Voltage-Triggered Structural Switching of Polyelectrolyte-Modified Nanochannels

Abstract

Synthetic solid-state nanochannels modified with polyelectrolyte brushes are an important class of stimuli-responsive nanofluidic devices. This work theoretically addresses the design of a voltage-triggered nanomechanical gate using the collapse transition of a hydrophobic polyelectrolyte brush within a long nanochannel. In poor solvent conditions, a polyelectrolyte brush grafted to the inner surface of a nanochannel can either collapse to its walls or stretch toward its axis in order to form a central dense plug. An applied transmembrane potential favors polyelectrolyte chain conformations that are tilted in the direction of the electric field, and therefore, the transmembrane potential can trigger a transition from the collapsed-to-the-center state to the collapsedto-the-wall state.

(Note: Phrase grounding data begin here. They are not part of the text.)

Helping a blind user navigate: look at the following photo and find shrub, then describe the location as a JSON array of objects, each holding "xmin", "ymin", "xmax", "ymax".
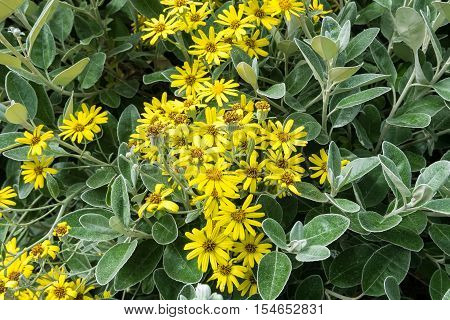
[{"xmin": 0, "ymin": 0, "xmax": 449, "ymax": 300}]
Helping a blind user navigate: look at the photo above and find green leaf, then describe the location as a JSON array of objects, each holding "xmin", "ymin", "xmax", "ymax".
[
  {"xmin": 384, "ymin": 276, "xmax": 401, "ymax": 300},
  {"xmin": 336, "ymin": 87, "xmax": 391, "ymax": 110},
  {"xmin": 86, "ymin": 167, "xmax": 116, "ymax": 189},
  {"xmin": 295, "ymin": 275, "xmax": 324, "ymax": 299},
  {"xmin": 0, "ymin": 52, "xmax": 21, "ymax": 69},
  {"xmin": 152, "ymin": 215, "xmax": 178, "ymax": 245},
  {"xmin": 100, "ymin": 89, "xmax": 121, "ymax": 108},
  {"xmin": 52, "ymin": 58, "xmax": 90, "ymax": 87},
  {"xmin": 379, "ymin": 155, "xmax": 411, "ymax": 203},
  {"xmin": 46, "ymin": 174, "xmax": 60, "ymax": 199},
  {"xmin": 4, "ymin": 103, "xmax": 28, "ymax": 125},
  {"xmin": 143, "ymin": 70, "xmax": 171, "ymax": 85},
  {"xmin": 27, "ymin": 0, "xmax": 59, "ymax": 54},
  {"xmin": 230, "ymin": 46, "xmax": 252, "ymax": 67},
  {"xmin": 345, "ymin": 28, "xmax": 379, "ymax": 61},
  {"xmin": 284, "ymin": 112, "xmax": 321, "ymax": 141},
  {"xmin": 262, "ymin": 218, "xmax": 287, "ymax": 249},
  {"xmin": 153, "ymin": 268, "xmax": 184, "ymax": 300},
  {"xmin": 118, "ymin": 104, "xmax": 140, "ymax": 144},
  {"xmin": 329, "ymin": 65, "xmax": 362, "ymax": 84},
  {"xmin": 395, "ymin": 7, "xmax": 426, "ymax": 51},
  {"xmin": 6, "ymin": 71, "xmax": 38, "ymax": 120},
  {"xmin": 295, "ymin": 182, "xmax": 328, "ymax": 203},
  {"xmin": 327, "ymin": 196, "xmax": 361, "ymax": 213},
  {"xmin": 382, "ymin": 141, "xmax": 411, "ymax": 187},
  {"xmin": 48, "ymin": 5, "xmax": 74, "ymax": 41},
  {"xmin": 111, "ymin": 175, "xmax": 130, "ymax": 226},
  {"xmin": 256, "ymin": 195, "xmax": 283, "ymax": 223},
  {"xmin": 129, "ymin": 0, "xmax": 163, "ymax": 18},
  {"xmin": 285, "ymin": 63, "xmax": 313, "ymax": 95},
  {"xmin": 327, "ymin": 141, "xmax": 341, "ymax": 185},
  {"xmin": 337, "ymin": 74, "xmax": 389, "ymax": 91},
  {"xmin": 433, "ymin": 78, "xmax": 450, "ymax": 101},
  {"xmin": 433, "ymin": 1, "xmax": 450, "ymax": 20},
  {"xmin": 294, "ymin": 38, "xmax": 325, "ymax": 82},
  {"xmin": 95, "ymin": 240, "xmax": 138, "ymax": 286},
  {"xmin": 370, "ymin": 39, "xmax": 397, "ymax": 85},
  {"xmin": 387, "ymin": 113, "xmax": 431, "ymax": 128},
  {"xmin": 0, "ymin": 132, "xmax": 22, "ymax": 150},
  {"xmin": 415, "ymin": 160, "xmax": 450, "ymax": 193},
  {"xmin": 303, "ymin": 214, "xmax": 350, "ymax": 246},
  {"xmin": 236, "ymin": 62, "xmax": 258, "ymax": 91},
  {"xmin": 114, "ymin": 239, "xmax": 163, "ymax": 290},
  {"xmin": 424, "ymin": 199, "xmax": 450, "ymax": 216},
  {"xmin": 358, "ymin": 211, "xmax": 402, "ymax": 233},
  {"xmin": 296, "ymin": 245, "xmax": 330, "ymax": 262},
  {"xmin": 78, "ymin": 52, "xmax": 106, "ymax": 89},
  {"xmin": 30, "ymin": 24, "xmax": 56, "ymax": 69},
  {"xmin": 163, "ymin": 238, "xmax": 203, "ymax": 284},
  {"xmin": 289, "ymin": 221, "xmax": 304, "ymax": 242},
  {"xmin": 329, "ymin": 245, "xmax": 373, "ymax": 288},
  {"xmin": 257, "ymin": 252, "xmax": 292, "ymax": 300},
  {"xmin": 257, "ymin": 83, "xmax": 286, "ymax": 100},
  {"xmin": 311, "ymin": 36, "xmax": 338, "ymax": 61},
  {"xmin": 63, "ymin": 208, "xmax": 118, "ymax": 241},
  {"xmin": 33, "ymin": 84, "xmax": 55, "ymax": 124},
  {"xmin": 429, "ymin": 224, "xmax": 450, "ymax": 256},
  {"xmin": 375, "ymin": 226, "xmax": 424, "ymax": 252},
  {"xmin": 400, "ymin": 96, "xmax": 444, "ymax": 117},
  {"xmin": 79, "ymin": 213, "xmax": 119, "ymax": 238},
  {"xmin": 362, "ymin": 245, "xmax": 411, "ymax": 297},
  {"xmin": 0, "ymin": 0, "xmax": 25, "ymax": 22},
  {"xmin": 429, "ymin": 269, "xmax": 450, "ymax": 300}
]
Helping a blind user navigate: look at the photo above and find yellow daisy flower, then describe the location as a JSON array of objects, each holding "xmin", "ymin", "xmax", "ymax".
[
  {"xmin": 142, "ymin": 14, "xmax": 178, "ymax": 45},
  {"xmin": 266, "ymin": 149, "xmax": 305, "ymax": 176},
  {"xmin": 29, "ymin": 240, "xmax": 60, "ymax": 260},
  {"xmin": 268, "ymin": 0, "xmax": 305, "ymax": 21},
  {"xmin": 78, "ymin": 104, "xmax": 108, "ymax": 134},
  {"xmin": 233, "ymin": 233, "xmax": 272, "ymax": 267},
  {"xmin": 238, "ymin": 268, "xmax": 258, "ymax": 297},
  {"xmin": 15, "ymin": 125, "xmax": 54, "ymax": 156},
  {"xmin": 197, "ymin": 79, "xmax": 239, "ymax": 107},
  {"xmin": 161, "ymin": 0, "xmax": 201, "ymax": 16},
  {"xmin": 265, "ymin": 168, "xmax": 302, "ymax": 196},
  {"xmin": 208, "ymin": 260, "xmax": 247, "ymax": 294},
  {"xmin": 235, "ymin": 151, "xmax": 267, "ymax": 193},
  {"xmin": 189, "ymin": 27, "xmax": 231, "ymax": 65},
  {"xmin": 179, "ymin": 3, "xmax": 211, "ymax": 32},
  {"xmin": 0, "ymin": 186, "xmax": 17, "ymax": 216},
  {"xmin": 266, "ymin": 119, "xmax": 308, "ymax": 155},
  {"xmin": 192, "ymin": 188, "xmax": 240, "ymax": 219},
  {"xmin": 170, "ymin": 60, "xmax": 211, "ymax": 96},
  {"xmin": 243, "ymin": 0, "xmax": 280, "ymax": 30},
  {"xmin": 309, "ymin": 0, "xmax": 332, "ymax": 23},
  {"xmin": 238, "ymin": 29, "xmax": 270, "ymax": 58},
  {"xmin": 215, "ymin": 5, "xmax": 254, "ymax": 40},
  {"xmin": 72, "ymin": 278, "xmax": 95, "ymax": 300},
  {"xmin": 53, "ymin": 222, "xmax": 71, "ymax": 238},
  {"xmin": 138, "ymin": 184, "xmax": 179, "ymax": 217},
  {"xmin": 214, "ymin": 194, "xmax": 265, "ymax": 241},
  {"xmin": 184, "ymin": 225, "xmax": 234, "ymax": 272},
  {"xmin": 44, "ymin": 275, "xmax": 77, "ymax": 300},
  {"xmin": 308, "ymin": 148, "xmax": 350, "ymax": 185},
  {"xmin": 2, "ymin": 252, "xmax": 34, "ymax": 289},
  {"xmin": 193, "ymin": 107, "xmax": 229, "ymax": 149},
  {"xmin": 59, "ymin": 112, "xmax": 96, "ymax": 144},
  {"xmin": 21, "ymin": 156, "xmax": 58, "ymax": 189}
]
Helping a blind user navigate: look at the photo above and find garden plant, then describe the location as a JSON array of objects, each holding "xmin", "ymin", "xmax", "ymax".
[{"xmin": 0, "ymin": 0, "xmax": 449, "ymax": 301}]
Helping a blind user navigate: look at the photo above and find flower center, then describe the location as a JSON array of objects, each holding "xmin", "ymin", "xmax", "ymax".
[
  {"xmin": 206, "ymin": 168, "xmax": 222, "ymax": 181},
  {"xmin": 190, "ymin": 13, "xmax": 200, "ymax": 22},
  {"xmin": 224, "ymin": 111, "xmax": 242, "ymax": 124},
  {"xmin": 255, "ymin": 101, "xmax": 271, "ymax": 110},
  {"xmin": 246, "ymin": 167, "xmax": 259, "ymax": 178},
  {"xmin": 245, "ymin": 243, "xmax": 257, "ymax": 253},
  {"xmin": 205, "ymin": 42, "xmax": 217, "ymax": 53},
  {"xmin": 185, "ymin": 74, "xmax": 197, "ymax": 86},
  {"xmin": 31, "ymin": 244, "xmax": 44, "ymax": 257},
  {"xmin": 230, "ymin": 20, "xmax": 241, "ymax": 30},
  {"xmin": 245, "ymin": 38, "xmax": 256, "ymax": 49},
  {"xmin": 154, "ymin": 22, "xmax": 166, "ymax": 33},
  {"xmin": 174, "ymin": 114, "xmax": 188, "ymax": 124},
  {"xmin": 54, "ymin": 286, "xmax": 67, "ymax": 299},
  {"xmin": 9, "ymin": 271, "xmax": 20, "ymax": 281},
  {"xmin": 254, "ymin": 9, "xmax": 266, "ymax": 18},
  {"xmin": 249, "ymin": 275, "xmax": 257, "ymax": 285},
  {"xmin": 147, "ymin": 193, "xmax": 162, "ymax": 204},
  {"xmin": 31, "ymin": 136, "xmax": 41, "ymax": 145},
  {"xmin": 175, "ymin": 0, "xmax": 186, "ymax": 6},
  {"xmin": 34, "ymin": 166, "xmax": 44, "ymax": 175},
  {"xmin": 277, "ymin": 132, "xmax": 290, "ymax": 142},
  {"xmin": 191, "ymin": 148, "xmax": 204, "ymax": 159},
  {"xmin": 218, "ymin": 264, "xmax": 232, "ymax": 276},
  {"xmin": 75, "ymin": 124, "xmax": 85, "ymax": 132},
  {"xmin": 279, "ymin": 0, "xmax": 293, "ymax": 10},
  {"xmin": 54, "ymin": 225, "xmax": 68, "ymax": 236},
  {"xmin": 276, "ymin": 159, "xmax": 288, "ymax": 169},
  {"xmin": 0, "ymin": 281, "xmax": 6, "ymax": 294},
  {"xmin": 206, "ymin": 125, "xmax": 219, "ymax": 136},
  {"xmin": 202, "ymin": 239, "xmax": 216, "ymax": 252},
  {"xmin": 231, "ymin": 209, "xmax": 246, "ymax": 223},
  {"xmin": 281, "ymin": 172, "xmax": 294, "ymax": 185}
]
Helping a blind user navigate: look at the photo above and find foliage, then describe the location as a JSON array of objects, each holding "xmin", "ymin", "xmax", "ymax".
[{"xmin": 0, "ymin": 0, "xmax": 449, "ymax": 301}]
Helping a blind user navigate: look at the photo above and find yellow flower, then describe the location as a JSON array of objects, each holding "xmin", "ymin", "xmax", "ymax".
[
  {"xmin": 29, "ymin": 240, "xmax": 60, "ymax": 260},
  {"xmin": 214, "ymin": 194, "xmax": 265, "ymax": 240},
  {"xmin": 223, "ymin": 109, "xmax": 259, "ymax": 146},
  {"xmin": 179, "ymin": 3, "xmax": 211, "ymax": 32},
  {"xmin": 243, "ymin": 0, "xmax": 280, "ymax": 30},
  {"xmin": 309, "ymin": 0, "xmax": 332, "ymax": 23},
  {"xmin": 266, "ymin": 119, "xmax": 308, "ymax": 154},
  {"xmin": 184, "ymin": 225, "xmax": 234, "ymax": 272},
  {"xmin": 171, "ymin": 60, "xmax": 211, "ymax": 96},
  {"xmin": 2, "ymin": 252, "xmax": 34, "ymax": 289},
  {"xmin": 4, "ymin": 237, "xmax": 20, "ymax": 256},
  {"xmin": 138, "ymin": 184, "xmax": 179, "ymax": 217},
  {"xmin": 308, "ymin": 148, "xmax": 350, "ymax": 185},
  {"xmin": 15, "ymin": 288, "xmax": 40, "ymax": 300},
  {"xmin": 238, "ymin": 29, "xmax": 270, "ymax": 58},
  {"xmin": 233, "ymin": 233, "xmax": 272, "ymax": 267},
  {"xmin": 268, "ymin": 0, "xmax": 305, "ymax": 21},
  {"xmin": 0, "ymin": 186, "xmax": 17, "ymax": 217},
  {"xmin": 189, "ymin": 158, "xmax": 243, "ymax": 197},
  {"xmin": 208, "ymin": 260, "xmax": 247, "ymax": 294},
  {"xmin": 53, "ymin": 222, "xmax": 71, "ymax": 238},
  {"xmin": 59, "ymin": 112, "xmax": 96, "ymax": 144},
  {"xmin": 265, "ymin": 168, "xmax": 302, "ymax": 196},
  {"xmin": 78, "ymin": 104, "xmax": 108, "ymax": 134},
  {"xmin": 189, "ymin": 27, "xmax": 231, "ymax": 65},
  {"xmin": 192, "ymin": 188, "xmax": 239, "ymax": 219},
  {"xmin": 197, "ymin": 79, "xmax": 239, "ymax": 107},
  {"xmin": 235, "ymin": 151, "xmax": 267, "ymax": 193},
  {"xmin": 193, "ymin": 107, "xmax": 228, "ymax": 149},
  {"xmin": 266, "ymin": 149, "xmax": 305, "ymax": 176},
  {"xmin": 142, "ymin": 14, "xmax": 178, "ymax": 45},
  {"xmin": 161, "ymin": 0, "xmax": 201, "ymax": 15},
  {"xmin": 21, "ymin": 156, "xmax": 58, "ymax": 189},
  {"xmin": 215, "ymin": 5, "xmax": 254, "ymax": 40},
  {"xmin": 44, "ymin": 275, "xmax": 77, "ymax": 300},
  {"xmin": 15, "ymin": 125, "xmax": 54, "ymax": 156},
  {"xmin": 72, "ymin": 278, "xmax": 95, "ymax": 300},
  {"xmin": 238, "ymin": 268, "xmax": 258, "ymax": 297}
]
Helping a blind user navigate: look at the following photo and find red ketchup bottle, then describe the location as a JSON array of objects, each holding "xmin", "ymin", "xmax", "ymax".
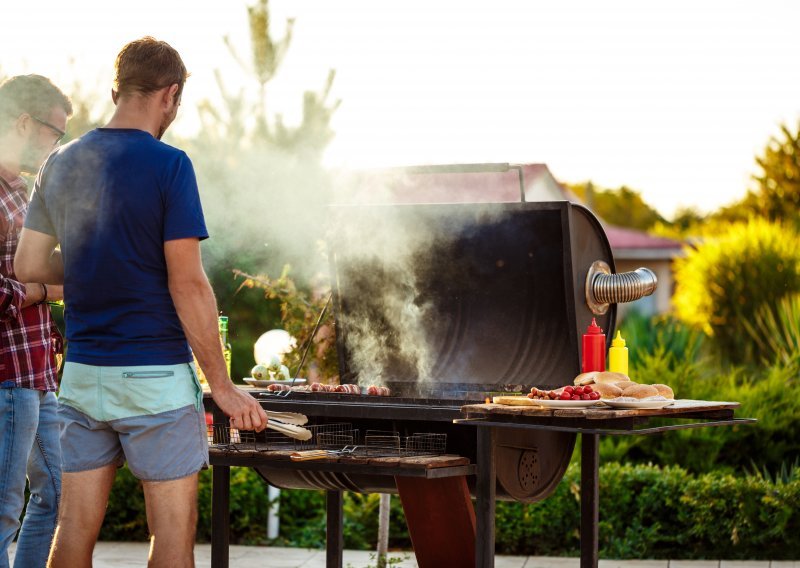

This work studied this transition as a function of the length of the polyelectrolyte chains, the hydrophobicity of the polymer backbone, and the pH and ionic strength of the solution. The optimal conditions to achieve a sharp voltage-triggered transition between the collapsed-to-the-wall and the collapsed-to-the-center structures were identified. This work also explored the effect of the voltage-triggered collapse transition on the transport of probe particles of different sizes. It is shown that there is a balance between the permeability of the channel and the selectivity of the two different collapse states for the particle. In the particular system explored in this work, this balance makes the structural transition mostly effective to gate the transport of species with radii in the ∼1 nm range.